Wednesday, November 26, 2008

CSIR Silences and Suspends Top Water Scientist

Dr Anthony Turton, who delivered a very disturbing presentation at the SAFCEI National Conference in Rosettenville in April this year, has just been suspended by the CSIR. Dr Turton spoke on the “water crisis” in SA and the mining operations in Gauteng in exacerbating the crisis.

We have been informed that Dr Turton has been suspended by the CSIR (see CSIR statement) prior to delivering an address entitled, “Three Strategic Water Quality Challenges that Decision-Makers Need to Know About and How the CSIR Should Respond”, which was intended to be delivered as the Keynote Address at “A Clean South Africa” CSIR “Science Real and Relevant” Conference on the 18 November 2008.

CSIR Silences and Suspends TOP Water Scientist - Environment South Africa - NEWS - FORUMS - ARTICLES - LEGISLATION:
DR. ANTHONY TURTON WAS SUSPENDED WITH IMMEDIATE EFFECT FROM THE CSIR ON FRIDAY, THE 21ST OF NOVEMBER, 2008 AND HE HAS BEEN INSTRUCTED TO VACATE THE PREMISES. THE REASON FOR THE SUSPENSION WAS FOR ALLEGEDLY BRINGING THE CSIR INTO DISREPUTE THROUGH HIS WRITING AND FOR FAILING TO OBEY A LAWFUL INSTRUCTION.

This action comes just days after he was due to deliver his Keynote Address at a high profile conference but was not present at the conference and was more than likely prevented (or threatened) from attending the conference.

So much for our taxes at work !!! The CSIR is funded by public funds and Dr Turton's work was to reveal serious problems with Water in South Africa which clearly the current ANC regime do not want made public.

It is time for the public to stand up and ACT against this gross violation of Democratic and Constitutional Rights. Clearly the powers that be do NOT want you to know that you and your family are being slowly poisoned by greedy corporations and government officials.

Please go here to sign the petition against his suspension.

2 comments:

Unknown said...

I am unable to comment on environmental issues in SA let alone the intricacies of general politics and the sensitivities of water politics.

I live on the driest inhabited continent on earth which is going through its driest period since white settlement and since records have been kept.

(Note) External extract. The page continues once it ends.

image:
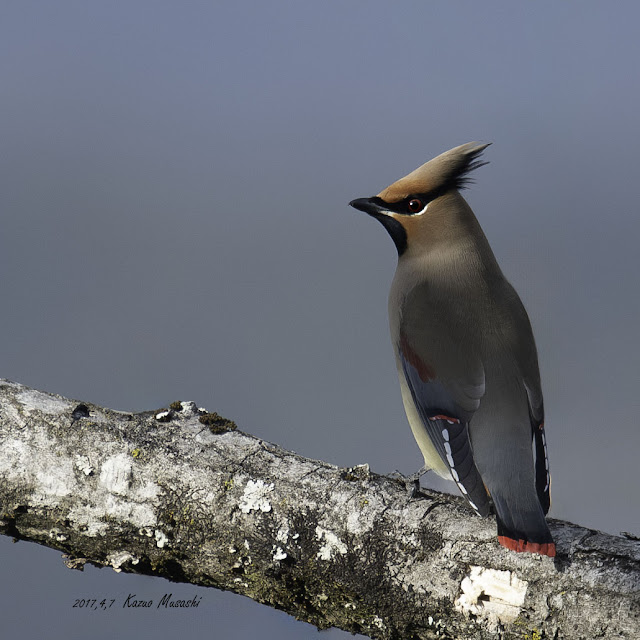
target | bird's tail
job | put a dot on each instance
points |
(523, 527)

Now we have had some doozies of droughts before but nothing like this.

Our major water system is the Murray-Darling whose tributaries involve four states. We have abused that river. Water allocations to irrigators across the years have exceeded the amount of water that there was to give. We have a huge agricultural enterprise in Queensland up near the headwaters of the M-D system which has had huge earthmoving works undertaken on it. This has meant that huge amounts of water no longer spread out over a vast flood plain enabling farmers who are nowhere near the river channel to graze their sheep and cattle, etc. Consequently, there is less water flowing down into the Darling River (NSW), thence to the Murray (NSW-Vic-SA) and out into Lake Alexandrina. At the mouth of the Murray near Lake Alexandrina lies the Coorong. There is an Aussie movie of some years back - Storm Boy - which was filmed in the Coorong. The Coorong now is virtually dead, DEAD. It may never come back. The mouth of the Murray is silted up and there is talk of using sea-water to flush it out.

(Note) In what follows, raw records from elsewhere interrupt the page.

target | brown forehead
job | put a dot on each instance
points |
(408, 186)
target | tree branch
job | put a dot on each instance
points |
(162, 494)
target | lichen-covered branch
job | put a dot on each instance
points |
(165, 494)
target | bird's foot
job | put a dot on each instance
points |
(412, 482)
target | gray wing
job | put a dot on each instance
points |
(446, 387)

In my state of Victoria, which - because of its temperate climate - has been a virtual food bowl dependent on irrigation there is now serious discussion that resources will only be put into eastern Victoria. Small towns are dying and dead in Western Victoria.

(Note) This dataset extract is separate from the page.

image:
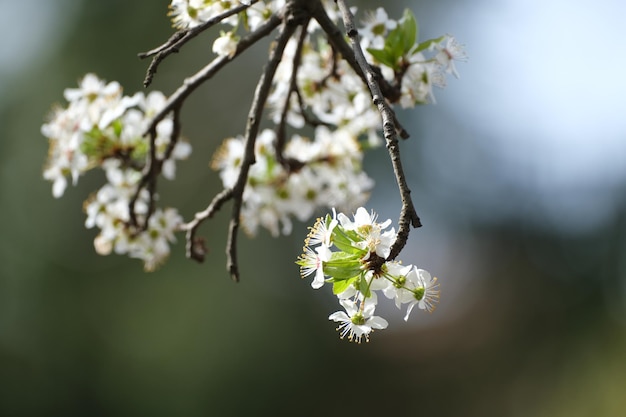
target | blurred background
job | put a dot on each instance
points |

Down on Bass Strait at Wonthaggi, the Victoria govt plans to build a huge desalination plant, Australia's first. Go to the website of Watershed Victoria for more on this. As well, visit Plug the Pipe where protests and arrests continue regarding the govt's north-south pipeline which involves renewal and upgrading of irrigation channels which will be more efficient and - in theory, at least - make available more water. The excess over what was available before will be fed into a reservoir for Melbourne's usage.

This is a fraction of the story in one state only.

Friends of mine in NSW are involved in the establishment of the Australian Water Network. They met with Maude Barlow (if you don't know Maude, please check her out - wonderful, influential bundle of energy) in Sydney after her visit to Melbourne for the Melbourne Writers Festival promoting her book, Blue Covenant. I spoke to her here.

So if your CSIR man has trodden on toes re water, it is unsurprising. Not unknown here - but perhaps not so severe. And I recall that in South Africa, your former president displayed some amazing deniability about AIDS, its causes and its alleviation. If that is possible, then environmental deniability is also possible.

And I hope that those who read this will become active, for the sake of humanity and in testimony of what our Creator intended in caring for this planet.

Blessings and bliss

Steve Hayes said...

Miss Eagle

One of the things Andrew Turton said at the SAFCEI conference earlier in the year was similar - that South Africa borrowed from one river to replenish another, but that we have reached the limit of what is possible in that way.

Also, that mining has caused many rivers to be polluted, and the cost of closing worked out mines safely was more than the cost of developing them in the first place.